RSV can spread from person to person through secretions and contaminated objects. Sneezing or coughing can spread RSV. It can remain on hard surfaces for several hours, as well as softer surfaces like sheets, blankets, and stuffed animals for some time too.

Who’s at Risk for RSV?

In most healthy kids and adults, RSV can be treated at home with fluids and fever medications, and it runs its course as a cold-like illness. However, those people can transfer RSV to a younger child or an older adult. RSV is most dangerous, and potentially fatal, in babies who are born prematurely and people of any age with weak immune systems, heart disease or lung disease. Even babies who were born full-term and healthy can sometimes develop severe symptoms.

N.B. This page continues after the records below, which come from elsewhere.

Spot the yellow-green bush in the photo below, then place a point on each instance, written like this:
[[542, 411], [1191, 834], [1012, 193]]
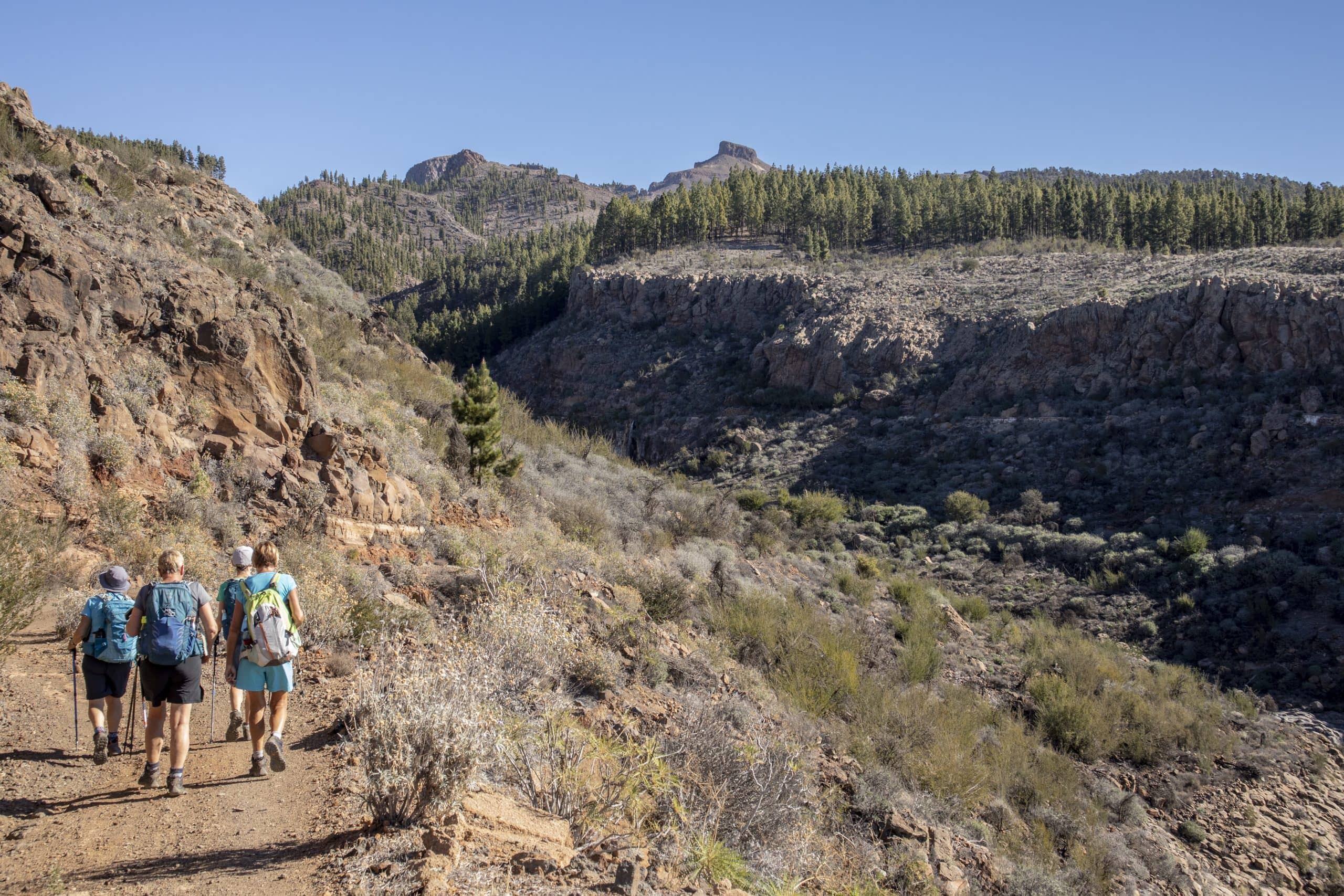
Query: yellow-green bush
[[1096, 700], [964, 507], [814, 507], [804, 657]]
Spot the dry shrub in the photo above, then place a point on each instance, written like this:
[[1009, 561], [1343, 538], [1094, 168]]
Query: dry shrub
[[69, 610], [342, 664], [1096, 700], [804, 656], [743, 787], [420, 727], [594, 781], [522, 637]]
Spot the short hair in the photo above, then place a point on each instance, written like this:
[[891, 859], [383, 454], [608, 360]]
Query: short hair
[[171, 561], [267, 555]]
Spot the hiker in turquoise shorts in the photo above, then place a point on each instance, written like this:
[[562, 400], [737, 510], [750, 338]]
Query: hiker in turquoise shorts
[[230, 598], [257, 680]]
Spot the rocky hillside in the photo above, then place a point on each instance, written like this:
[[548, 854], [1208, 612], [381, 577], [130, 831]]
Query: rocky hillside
[[1136, 406], [147, 309], [452, 212], [594, 678], [716, 167]]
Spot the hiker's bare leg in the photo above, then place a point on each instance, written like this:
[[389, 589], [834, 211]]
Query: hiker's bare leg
[[257, 718], [181, 734], [155, 733], [113, 715], [279, 704]]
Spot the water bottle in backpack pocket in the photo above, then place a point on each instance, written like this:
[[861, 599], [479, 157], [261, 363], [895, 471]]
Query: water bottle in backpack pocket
[[171, 636], [109, 641], [272, 640]]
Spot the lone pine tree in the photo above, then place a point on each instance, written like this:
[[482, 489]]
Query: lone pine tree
[[478, 409]]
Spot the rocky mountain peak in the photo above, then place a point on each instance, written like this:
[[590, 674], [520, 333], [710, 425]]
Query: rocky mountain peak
[[440, 167], [716, 167], [737, 151]]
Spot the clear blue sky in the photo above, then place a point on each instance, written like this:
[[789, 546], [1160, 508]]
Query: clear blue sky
[[629, 92]]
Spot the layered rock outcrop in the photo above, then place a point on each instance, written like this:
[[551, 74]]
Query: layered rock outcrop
[[440, 167], [716, 167], [1210, 328], [108, 311]]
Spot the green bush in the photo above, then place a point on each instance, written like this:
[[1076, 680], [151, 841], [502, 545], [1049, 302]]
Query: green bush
[[964, 507], [814, 507], [1191, 832], [1107, 581], [972, 608], [752, 499], [855, 586], [1189, 544], [710, 860], [921, 655], [1095, 700], [812, 662]]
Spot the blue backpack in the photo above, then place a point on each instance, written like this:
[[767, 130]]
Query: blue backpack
[[108, 638], [171, 636], [233, 599]]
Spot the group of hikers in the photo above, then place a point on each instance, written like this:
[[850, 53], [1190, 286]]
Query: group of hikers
[[167, 632]]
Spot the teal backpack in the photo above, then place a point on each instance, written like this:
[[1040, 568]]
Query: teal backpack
[[108, 638], [170, 636]]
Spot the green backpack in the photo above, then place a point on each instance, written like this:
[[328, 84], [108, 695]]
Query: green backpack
[[272, 638]]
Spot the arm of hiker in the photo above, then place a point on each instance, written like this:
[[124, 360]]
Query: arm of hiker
[[230, 656], [81, 632], [207, 621], [296, 609], [133, 623]]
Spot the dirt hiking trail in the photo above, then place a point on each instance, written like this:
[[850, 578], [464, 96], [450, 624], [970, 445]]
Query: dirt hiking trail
[[70, 827]]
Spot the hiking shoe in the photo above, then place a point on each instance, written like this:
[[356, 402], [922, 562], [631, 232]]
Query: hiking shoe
[[276, 750], [237, 727]]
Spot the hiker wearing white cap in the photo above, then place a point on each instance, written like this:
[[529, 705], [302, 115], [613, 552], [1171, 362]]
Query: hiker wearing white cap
[[262, 644], [230, 598], [108, 656]]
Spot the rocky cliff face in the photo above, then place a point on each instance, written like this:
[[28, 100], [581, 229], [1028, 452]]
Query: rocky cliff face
[[716, 167], [108, 309], [1209, 328], [433, 170]]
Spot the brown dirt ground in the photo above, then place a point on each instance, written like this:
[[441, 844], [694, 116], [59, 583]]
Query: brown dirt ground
[[68, 825]]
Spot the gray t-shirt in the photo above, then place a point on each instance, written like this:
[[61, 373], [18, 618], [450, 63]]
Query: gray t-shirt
[[147, 593]]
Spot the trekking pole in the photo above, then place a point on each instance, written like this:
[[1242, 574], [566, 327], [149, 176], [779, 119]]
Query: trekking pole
[[75, 693], [131, 716], [214, 671]]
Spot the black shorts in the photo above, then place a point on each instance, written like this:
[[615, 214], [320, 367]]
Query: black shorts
[[105, 679], [175, 684]]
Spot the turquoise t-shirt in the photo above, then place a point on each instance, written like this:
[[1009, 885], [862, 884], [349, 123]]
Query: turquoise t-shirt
[[261, 581]]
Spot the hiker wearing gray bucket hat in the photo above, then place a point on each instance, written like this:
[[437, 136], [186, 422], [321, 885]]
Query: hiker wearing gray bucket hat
[[230, 597], [108, 653]]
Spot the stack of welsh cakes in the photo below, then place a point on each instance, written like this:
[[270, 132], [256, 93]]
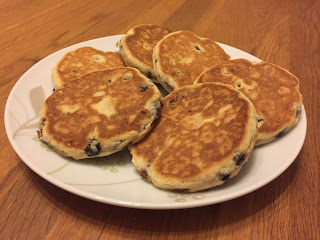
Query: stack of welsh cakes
[[197, 136]]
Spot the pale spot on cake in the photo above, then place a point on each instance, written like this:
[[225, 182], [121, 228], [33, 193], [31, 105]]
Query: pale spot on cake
[[105, 107]]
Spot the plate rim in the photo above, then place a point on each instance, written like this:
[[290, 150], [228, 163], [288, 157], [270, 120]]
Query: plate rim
[[134, 204]]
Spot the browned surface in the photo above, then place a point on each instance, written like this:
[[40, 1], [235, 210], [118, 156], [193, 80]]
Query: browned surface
[[86, 60], [182, 56], [201, 126], [101, 105], [273, 91], [142, 41], [282, 32]]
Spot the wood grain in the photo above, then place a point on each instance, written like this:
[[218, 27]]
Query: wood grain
[[282, 32]]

What are the Symptoms of RSV?

The RSV infection starts like a common cold and usually resolves in a few days. However, it can sometimes spread from the upper airways to the lower smaller airways and cause a condition called bronchiolitis. These babies can have increased mucus production in their airways that can lead to symptoms such as coughing, wheezing, rapid breathing, and potentially respiratory failure and need for hospital admission to help maintain their oxygen levels and hydration. Very sick babies with RSV can end up in the intensive care unit and may even need mechanical ventilation.

What to Look For?

RSV typically starts with cold-like symptoms – cough, runny nose, and congestion. These symptoms usually peak around day four to five of the illness.

Where and When to Seek Help?

If your child starts with cold-like symptoms but then starts to have rapid breathing, chest retractions, grunting, increased fussiness, poor feeding, dehydration, and/or lethargy, then it is time to head to the emergency room or After Hours. Doctors will diagnose an RSV infection with a nasal swab. Treatment will include checking the oxygen saturations and your baby’s hydration status. Chest X-ray, IV fluids, and further interventions may be needed based on how sick the baby looks.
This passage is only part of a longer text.